In the first example, elements that were accessed by different threads happened to be stored in the same cache line. Therefore, between writes, modified cache lines would have to be flushed to memory before another cache can transition from invalid into modified state.

However, in the second example, every thread accessed memory on different cache lines (you can see from the padding characters), so no transitions from modified to invalid were required, drastically increasing the efficiency of the program.

This demonstrates that sometimes, "saving" memory might not be the best thing for performance. (Also that you should know your hardware well when trying to optimize code).

tkli

This is very interesting behavior. I wonder how these issues are handled in practice?

dasteere

I wonder if it would be possible to make this inherent in the language. Many programmers would easily make this mistake, so if it would be automatically done in the language it would make alot of naively written code faster

ayy_lmao

What is the purpose of the volatile qualifier on counter within the worker thread. My basic knowledge of the qualifier from Java is that it requires the variable to never be loaded into cache, which seems to not be the case in this example, as that would make the execution time of both test1 and test2 the same.

locked

In general, OS related program often involves counters which are frequently updated. If counters owned by different threads are being mapped to the same cache block, then each time a different thread access its counter the old counter value from other threads will be evicted and cause false sharing. It can be solved by padding each counter to fill an entire cache block but this will waste some memory space. Another way to optimize it is if one thread owns several counters, then we can group all counters that belong to the same thread into an array and pad that array instead.

-o4

@ayy_lmao not sure about the caching behavior but to my understanding volatile simply means to tell compiler do not optimize around this variable.

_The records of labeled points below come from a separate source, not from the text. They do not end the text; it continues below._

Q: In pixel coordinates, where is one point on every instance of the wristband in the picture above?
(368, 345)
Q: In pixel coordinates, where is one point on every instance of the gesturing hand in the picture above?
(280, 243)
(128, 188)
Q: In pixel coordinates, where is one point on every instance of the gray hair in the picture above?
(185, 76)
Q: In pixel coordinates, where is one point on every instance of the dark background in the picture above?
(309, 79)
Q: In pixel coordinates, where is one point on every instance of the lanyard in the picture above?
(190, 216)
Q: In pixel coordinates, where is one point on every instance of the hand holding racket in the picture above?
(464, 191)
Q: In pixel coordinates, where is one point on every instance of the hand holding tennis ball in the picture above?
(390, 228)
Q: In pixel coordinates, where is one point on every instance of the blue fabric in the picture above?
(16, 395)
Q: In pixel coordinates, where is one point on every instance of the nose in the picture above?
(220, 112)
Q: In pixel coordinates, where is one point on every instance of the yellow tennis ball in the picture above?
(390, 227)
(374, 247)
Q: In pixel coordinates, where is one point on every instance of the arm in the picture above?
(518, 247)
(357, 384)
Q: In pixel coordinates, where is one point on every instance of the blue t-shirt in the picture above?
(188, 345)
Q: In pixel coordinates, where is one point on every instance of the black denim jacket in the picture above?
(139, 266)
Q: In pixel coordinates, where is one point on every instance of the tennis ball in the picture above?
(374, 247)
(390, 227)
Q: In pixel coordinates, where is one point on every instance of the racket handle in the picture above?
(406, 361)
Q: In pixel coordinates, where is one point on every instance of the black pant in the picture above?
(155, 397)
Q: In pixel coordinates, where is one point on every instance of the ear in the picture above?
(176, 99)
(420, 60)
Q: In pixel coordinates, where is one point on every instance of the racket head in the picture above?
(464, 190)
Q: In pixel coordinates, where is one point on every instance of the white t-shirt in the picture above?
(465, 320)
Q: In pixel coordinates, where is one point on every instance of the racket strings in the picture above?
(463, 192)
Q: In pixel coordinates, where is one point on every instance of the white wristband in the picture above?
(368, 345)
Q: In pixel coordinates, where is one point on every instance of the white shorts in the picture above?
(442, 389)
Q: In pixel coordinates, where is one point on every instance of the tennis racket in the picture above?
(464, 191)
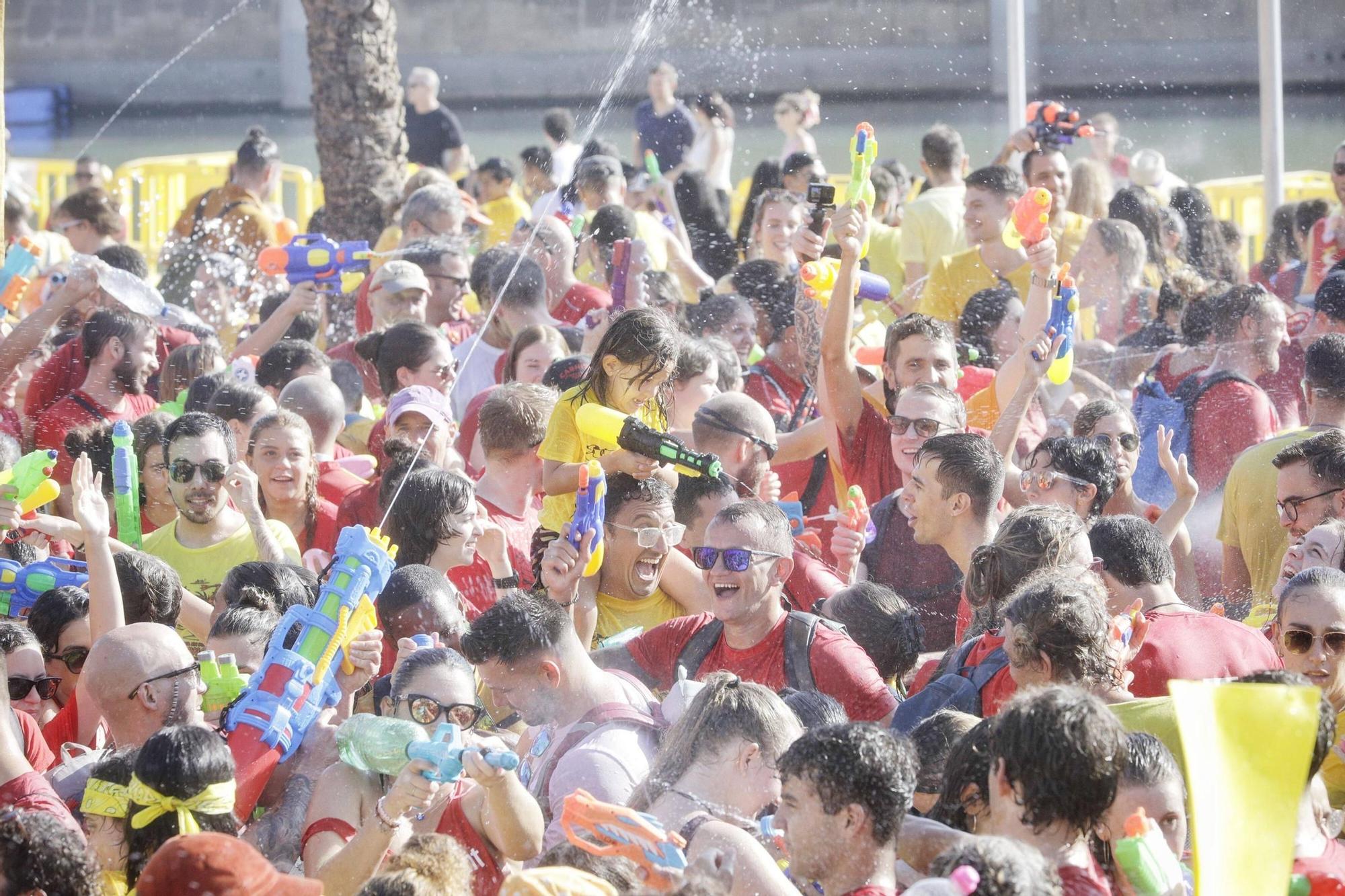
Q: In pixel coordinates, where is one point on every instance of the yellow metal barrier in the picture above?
(1243, 202)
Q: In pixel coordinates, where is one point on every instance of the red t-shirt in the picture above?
(1196, 646)
(840, 666)
(65, 370)
(1230, 417)
(75, 412)
(475, 581)
(579, 300)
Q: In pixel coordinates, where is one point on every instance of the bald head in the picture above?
(322, 405)
(122, 662)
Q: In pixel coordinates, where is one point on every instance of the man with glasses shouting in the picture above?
(746, 559)
(220, 520)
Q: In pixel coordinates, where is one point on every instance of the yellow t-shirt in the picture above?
(1249, 520)
(568, 446)
(617, 615)
(204, 568)
(954, 279)
(931, 225)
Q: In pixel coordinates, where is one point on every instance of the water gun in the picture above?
(126, 485)
(1065, 314)
(446, 751)
(311, 257)
(820, 278)
(22, 585)
(1144, 856)
(619, 431)
(15, 279)
(224, 681)
(607, 829)
(1052, 124)
(32, 479)
(1031, 220)
(591, 513)
(293, 686)
(621, 271)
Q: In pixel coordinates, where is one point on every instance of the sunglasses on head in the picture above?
(735, 559)
(1128, 440)
(20, 686)
(185, 471)
(1300, 641)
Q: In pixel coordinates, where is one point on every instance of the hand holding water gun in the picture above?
(606, 829)
(621, 431)
(311, 257)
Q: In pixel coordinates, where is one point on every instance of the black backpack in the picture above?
(958, 688)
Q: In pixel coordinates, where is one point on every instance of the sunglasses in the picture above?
(1129, 440)
(20, 686)
(649, 536)
(427, 710)
(72, 657)
(1046, 479)
(926, 428)
(1297, 641)
(735, 559)
(185, 471)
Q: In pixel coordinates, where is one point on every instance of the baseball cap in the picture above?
(220, 865)
(423, 400)
(399, 275)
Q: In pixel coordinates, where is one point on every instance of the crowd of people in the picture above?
(923, 619)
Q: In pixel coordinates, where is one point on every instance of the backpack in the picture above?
(800, 631)
(958, 689)
(1153, 407)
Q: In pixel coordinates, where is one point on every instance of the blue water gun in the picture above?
(591, 513)
(446, 754)
(22, 585)
(1065, 313)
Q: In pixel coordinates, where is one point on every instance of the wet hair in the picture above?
(404, 345)
(727, 709)
(642, 338)
(180, 760)
(968, 463)
(934, 740)
(282, 362)
(1133, 551)
(1031, 538)
(883, 623)
(857, 763)
(151, 589)
(422, 520)
(41, 854)
(258, 151)
(53, 611)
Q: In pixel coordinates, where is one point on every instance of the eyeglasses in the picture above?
(1300, 641)
(20, 686)
(194, 670)
(427, 710)
(1046, 479)
(649, 536)
(1129, 440)
(185, 471)
(72, 657)
(735, 559)
(1291, 505)
(926, 428)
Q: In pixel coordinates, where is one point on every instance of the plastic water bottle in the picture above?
(377, 743)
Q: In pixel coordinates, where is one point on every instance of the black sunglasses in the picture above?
(72, 657)
(427, 710)
(185, 471)
(20, 686)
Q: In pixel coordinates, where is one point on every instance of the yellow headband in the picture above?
(217, 799)
(104, 798)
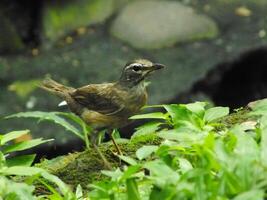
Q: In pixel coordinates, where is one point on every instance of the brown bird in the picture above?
(108, 105)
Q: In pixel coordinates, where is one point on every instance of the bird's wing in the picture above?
(102, 98)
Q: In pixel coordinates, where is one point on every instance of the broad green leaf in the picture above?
(24, 160)
(115, 175)
(255, 194)
(184, 165)
(50, 116)
(197, 108)
(183, 117)
(65, 190)
(215, 113)
(24, 145)
(11, 190)
(183, 137)
(21, 171)
(132, 189)
(145, 151)
(246, 146)
(263, 146)
(79, 192)
(259, 107)
(162, 171)
(128, 160)
(156, 115)
(12, 135)
(130, 171)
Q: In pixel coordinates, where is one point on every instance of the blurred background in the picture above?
(214, 50)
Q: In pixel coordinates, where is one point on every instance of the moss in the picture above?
(237, 117)
(84, 167)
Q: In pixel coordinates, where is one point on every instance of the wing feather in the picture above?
(102, 98)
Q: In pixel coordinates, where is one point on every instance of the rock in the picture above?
(60, 19)
(157, 24)
(96, 57)
(10, 40)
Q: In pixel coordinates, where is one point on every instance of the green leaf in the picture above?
(128, 160)
(25, 145)
(263, 146)
(12, 135)
(115, 175)
(150, 127)
(132, 189)
(65, 190)
(183, 117)
(145, 151)
(215, 113)
(130, 171)
(162, 171)
(50, 116)
(156, 115)
(183, 137)
(10, 190)
(197, 108)
(24, 160)
(259, 107)
(254, 194)
(79, 192)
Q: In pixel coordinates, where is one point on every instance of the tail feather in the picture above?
(56, 88)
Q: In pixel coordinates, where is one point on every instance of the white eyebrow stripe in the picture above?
(134, 64)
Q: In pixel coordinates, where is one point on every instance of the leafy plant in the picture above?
(69, 121)
(21, 166)
(198, 158)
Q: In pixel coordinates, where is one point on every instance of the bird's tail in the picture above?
(56, 88)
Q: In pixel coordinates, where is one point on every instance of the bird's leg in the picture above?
(93, 137)
(109, 131)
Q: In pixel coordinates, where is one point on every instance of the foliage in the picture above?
(80, 129)
(198, 158)
(20, 166)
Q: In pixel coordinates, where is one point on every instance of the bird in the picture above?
(108, 105)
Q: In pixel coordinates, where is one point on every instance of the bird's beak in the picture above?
(156, 66)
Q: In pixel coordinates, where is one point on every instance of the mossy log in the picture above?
(85, 167)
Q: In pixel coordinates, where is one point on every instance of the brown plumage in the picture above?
(108, 105)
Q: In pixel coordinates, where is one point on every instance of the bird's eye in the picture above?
(136, 68)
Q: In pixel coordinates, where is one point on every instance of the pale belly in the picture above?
(98, 120)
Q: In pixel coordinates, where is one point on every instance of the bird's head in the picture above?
(136, 71)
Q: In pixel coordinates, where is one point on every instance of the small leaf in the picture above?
(50, 116)
(132, 189)
(12, 135)
(150, 127)
(254, 194)
(145, 151)
(131, 170)
(159, 169)
(24, 160)
(115, 175)
(263, 146)
(79, 192)
(197, 108)
(24, 145)
(128, 160)
(65, 190)
(156, 115)
(215, 113)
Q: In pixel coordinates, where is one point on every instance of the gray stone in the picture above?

And to quote from this link:

2) Global variables within a multi-threaded application: There are multiple ways for threads communication, viz, message passing, shared memory, mail boxes, etc. A global variable is weak form of shared memory. When two threads sharing information via global variable, they need to be qualified with volatile. Since threads run asynchronously, any update of global variable due to one thread should be fetched freshly by another consumer thread. Compiler can read the global variable and can place them in temporary variable of current thread context. To nullify the effect of compiler optimizations, such global variables to be qualified as volatile.

anonymous

This mechanism makes me think of "padding" for memory storage for computer graphics.

sandeep6189

One interesting behaviour in writing parallel/cache-coherent code is that it is tough to write portable code since it involves a lot of hardware specific code.

pk267

This could also be a good example for time v/s space tradeoff: greater amount of memory is being used (one entire cache line for every element of the padded array), but we are getting lower execution times by reducing the number of cache misses on every access.

life

For the version on the left, the counter array is very likely to be fit into one cache line. When different threads running on different cores share access to this array, false sharing will happen. However, for the version on the right, different padding_t is guaranteed to be seated on different cache lines and thus false sharing is avoided

taz

I agree with @dasteere that the padding implementation takes the programmer a lot more effort and knowledge about the caches. It's interesting how unintuitive and messy the padding implementation is, but that it makes the code 3 times as fast.

ctabrizi

If our cache line is big enough, we could trade the memory costs of making this optimization in exchange for more complex code by putting (CACHE_LINE_SIZE / sizeof(int)) number of ints inside each struct (instead of having one int per struct and filling the rest of the cache line with padding).

I agree with the general sentiment that there seems to be a lot of specific knowledge that can really benefit programmers trying to get the most performance out of their code.